今振り返ってみても私の人生で1、2を争う大きな決断だった。この記事を書くまでに何度も書いては消してと書いては下書き保存を続けたため同テーマの下書きが笑ってしまうほどたまっている。

これは子どもの頃からの夢を諦めた、とか
コロナで夢を奪われた、とか
そういう話ではない。

頑張り続けないと幸せになれない、
結果を出さないと自分には価値がないと思い込んでいた私が自分にとって本当に大事なものは何かを考え、答えを出し、決断するまでの葛藤の話だ。

2020年1月、
第一志望の海外企業から正式オファーの連絡をエージェントからもらった。東京駅丸善丸の内本店にいた私は人目も憚らず泣いた。子どもの頃からの夢が叶った、そんな瞬間だった。
そこに至るまでも様々なことがあった。
時々、自身でもびっくりするくらいの活力に溢れて決めたことをやる、実現するということをやってきた。

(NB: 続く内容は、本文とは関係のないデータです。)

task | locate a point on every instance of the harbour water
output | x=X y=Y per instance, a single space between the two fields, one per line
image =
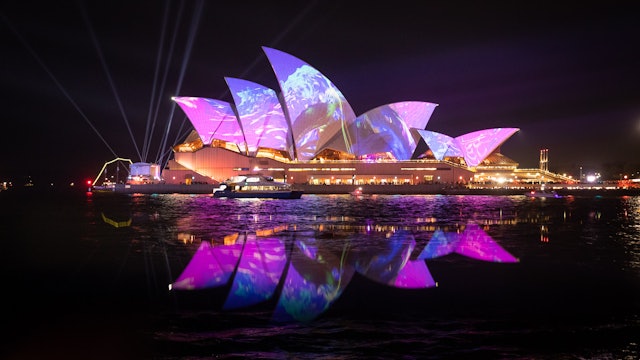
x=87 y=276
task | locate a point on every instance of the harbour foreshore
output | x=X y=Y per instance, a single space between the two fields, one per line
x=420 y=189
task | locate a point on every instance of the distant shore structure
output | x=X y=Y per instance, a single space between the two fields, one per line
x=307 y=133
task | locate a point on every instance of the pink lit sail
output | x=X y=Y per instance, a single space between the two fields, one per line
x=414 y=275
x=209 y=267
x=388 y=260
x=477 y=145
x=387 y=129
x=441 y=145
x=311 y=284
x=213 y=119
x=476 y=244
x=474 y=147
x=473 y=242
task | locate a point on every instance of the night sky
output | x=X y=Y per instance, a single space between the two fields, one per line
x=83 y=82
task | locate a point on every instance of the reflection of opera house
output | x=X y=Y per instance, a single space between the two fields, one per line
x=309 y=134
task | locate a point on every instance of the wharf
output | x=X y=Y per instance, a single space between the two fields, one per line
x=421 y=189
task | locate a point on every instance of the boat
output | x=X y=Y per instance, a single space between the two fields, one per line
x=543 y=193
x=255 y=186
x=357 y=191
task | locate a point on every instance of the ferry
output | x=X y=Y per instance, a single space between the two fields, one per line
x=255 y=186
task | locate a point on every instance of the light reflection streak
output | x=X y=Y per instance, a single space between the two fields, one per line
x=307 y=280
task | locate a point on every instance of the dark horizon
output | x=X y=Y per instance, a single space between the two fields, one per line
x=84 y=81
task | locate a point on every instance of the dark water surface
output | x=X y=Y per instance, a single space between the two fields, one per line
x=86 y=276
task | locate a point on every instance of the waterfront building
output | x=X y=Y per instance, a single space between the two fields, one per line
x=307 y=133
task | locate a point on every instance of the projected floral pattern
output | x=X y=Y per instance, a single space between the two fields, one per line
x=312 y=115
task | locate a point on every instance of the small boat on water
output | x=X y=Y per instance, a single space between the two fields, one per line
x=543 y=193
x=255 y=187
x=357 y=191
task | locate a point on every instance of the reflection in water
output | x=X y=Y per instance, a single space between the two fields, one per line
x=307 y=271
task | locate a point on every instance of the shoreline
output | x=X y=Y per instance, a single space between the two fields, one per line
x=422 y=189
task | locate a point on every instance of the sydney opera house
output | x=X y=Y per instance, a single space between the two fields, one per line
x=307 y=133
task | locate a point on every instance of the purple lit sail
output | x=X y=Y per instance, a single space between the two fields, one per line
x=474 y=146
x=213 y=119
x=312 y=283
x=209 y=267
x=387 y=129
x=477 y=145
x=261 y=116
x=318 y=112
x=258 y=273
x=473 y=242
x=441 y=145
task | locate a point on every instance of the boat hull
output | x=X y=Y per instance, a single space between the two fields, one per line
x=292 y=194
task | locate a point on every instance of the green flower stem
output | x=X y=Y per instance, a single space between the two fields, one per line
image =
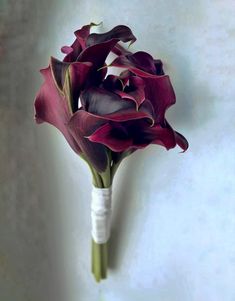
x=99 y=260
x=99 y=254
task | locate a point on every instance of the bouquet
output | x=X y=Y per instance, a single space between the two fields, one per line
x=106 y=117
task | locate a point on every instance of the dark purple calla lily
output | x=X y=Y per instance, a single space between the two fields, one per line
x=118 y=113
x=106 y=117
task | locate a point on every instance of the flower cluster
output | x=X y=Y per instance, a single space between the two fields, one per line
x=101 y=114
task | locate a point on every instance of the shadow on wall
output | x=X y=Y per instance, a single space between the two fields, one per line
x=193 y=109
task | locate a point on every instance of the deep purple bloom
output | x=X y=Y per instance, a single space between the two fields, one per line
x=97 y=112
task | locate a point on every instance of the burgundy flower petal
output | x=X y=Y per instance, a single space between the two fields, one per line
x=161 y=94
x=98 y=53
x=51 y=107
x=120 y=32
x=119 y=50
x=135 y=91
x=159 y=67
x=81 y=125
x=161 y=136
x=109 y=106
x=59 y=70
x=116 y=138
x=113 y=82
x=140 y=63
x=70 y=79
x=76 y=78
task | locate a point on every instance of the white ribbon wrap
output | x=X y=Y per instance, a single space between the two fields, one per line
x=101 y=214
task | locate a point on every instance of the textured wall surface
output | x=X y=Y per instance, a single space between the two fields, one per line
x=174 y=214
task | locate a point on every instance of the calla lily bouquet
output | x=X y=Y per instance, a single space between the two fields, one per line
x=106 y=117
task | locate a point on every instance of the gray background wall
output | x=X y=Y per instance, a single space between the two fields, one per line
x=174 y=215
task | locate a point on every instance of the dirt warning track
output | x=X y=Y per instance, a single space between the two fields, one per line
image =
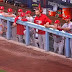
x=17 y=58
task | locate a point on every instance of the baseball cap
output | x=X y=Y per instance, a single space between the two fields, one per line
x=57 y=22
x=1 y=8
x=68 y=17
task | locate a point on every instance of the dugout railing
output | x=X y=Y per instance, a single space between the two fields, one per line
x=33 y=25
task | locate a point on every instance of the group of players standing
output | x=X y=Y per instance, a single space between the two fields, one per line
x=19 y=31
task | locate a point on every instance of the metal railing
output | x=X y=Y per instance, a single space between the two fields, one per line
x=33 y=25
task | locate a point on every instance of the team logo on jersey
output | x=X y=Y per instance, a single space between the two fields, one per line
x=38 y=22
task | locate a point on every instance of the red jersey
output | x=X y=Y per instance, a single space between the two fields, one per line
x=21 y=28
x=43 y=19
x=17 y=19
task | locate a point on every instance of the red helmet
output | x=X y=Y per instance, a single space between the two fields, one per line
x=57 y=22
x=22 y=14
x=1 y=8
x=10 y=10
x=28 y=12
x=68 y=17
x=20 y=10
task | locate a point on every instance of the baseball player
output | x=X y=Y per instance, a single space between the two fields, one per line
x=41 y=19
x=1 y=20
x=13 y=29
x=17 y=17
x=32 y=31
x=68 y=28
x=58 y=40
x=21 y=28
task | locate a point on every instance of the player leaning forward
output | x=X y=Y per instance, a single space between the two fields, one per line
x=58 y=40
x=41 y=19
x=68 y=28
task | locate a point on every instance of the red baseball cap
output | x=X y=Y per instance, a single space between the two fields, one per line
x=20 y=10
x=57 y=22
x=10 y=10
x=68 y=17
x=22 y=14
x=28 y=12
x=1 y=8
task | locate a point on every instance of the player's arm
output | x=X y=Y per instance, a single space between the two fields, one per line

決める時は大抵応援してくれる人はいない。親からは毎回大反対をされるし、周りからはへ〜すごいね笑、そんな反応の方が多かったような気がする。そんな周囲の反応が私をより一層駆り立てた。(もちろんいつも応援してくれる人もいる。)

見てろよ
負けない

そんな反骨精神のようなものが私のエネルギーの全てだった。そうして叶えたことの1つが海外企業からのオファーだった。

2020年4月、
私を乗せるはずだった飛行機が飛ぶことはなかった。コロナが世界中で猛威を振るい日本では非常事態宣言の発令、海外はおろか、家の外に出ることさえままならない日が続いた。

当初、非常事態宣言解除後すぐに発つ予定だった。前職では送別会まで開いてもらい退職済み、すでにVisaも発行済み、海外移住でしか使えないような超特大のスーツケースも買い、家の中のものは売ったり、捨てたりして殆どない状態だった。

時間だけが唯一あり、いやでも自身と向き合うことが増えた。焦りと不安があったのだ、と今ならわかる。いつ日本を発てるかもわからない、発てたとしても、英語を使い、現地の言葉を覚えて、新しい会社の仕事を覚える。休んでいる暇はないと思った。ずっと勉強をしていた。そんな状況が続いたある日、ふと思ってしまった。

「休んでいる暇はないっていつまで?いつまで私は頑張り続ければいいのだろう。」

誰から言われたわけでもない、自分がやりたいと思って始めたことなのに気がついたら全く楽しめなくなっていた。そして自分で始めたことがいつしか「やりたい」ではなく「やらなければいけない。」に変わっていたことに気がついた。そしてそれは終わりがなく、果てしなく続いてしまうものだとも気がついた。どれだけ頑張り続けても「まだまだ。私なんて。世の中にはもっと頑張っている人がいる。」そんな風にいつも感じていた。「もっと頑張らないと。もっと頑張らないと幸せにはなれない。」そんな感覚だった。

そして夢を叶えたとしてもその考えが消えないことに気がついてしまった。きっとその先も何を叶えてもずっとそうやってどんなに頑張り続けてもまだ足りない、このままでは幸せにはなれない、と思い続けてしまうであろう自分自身に気がついてしまった。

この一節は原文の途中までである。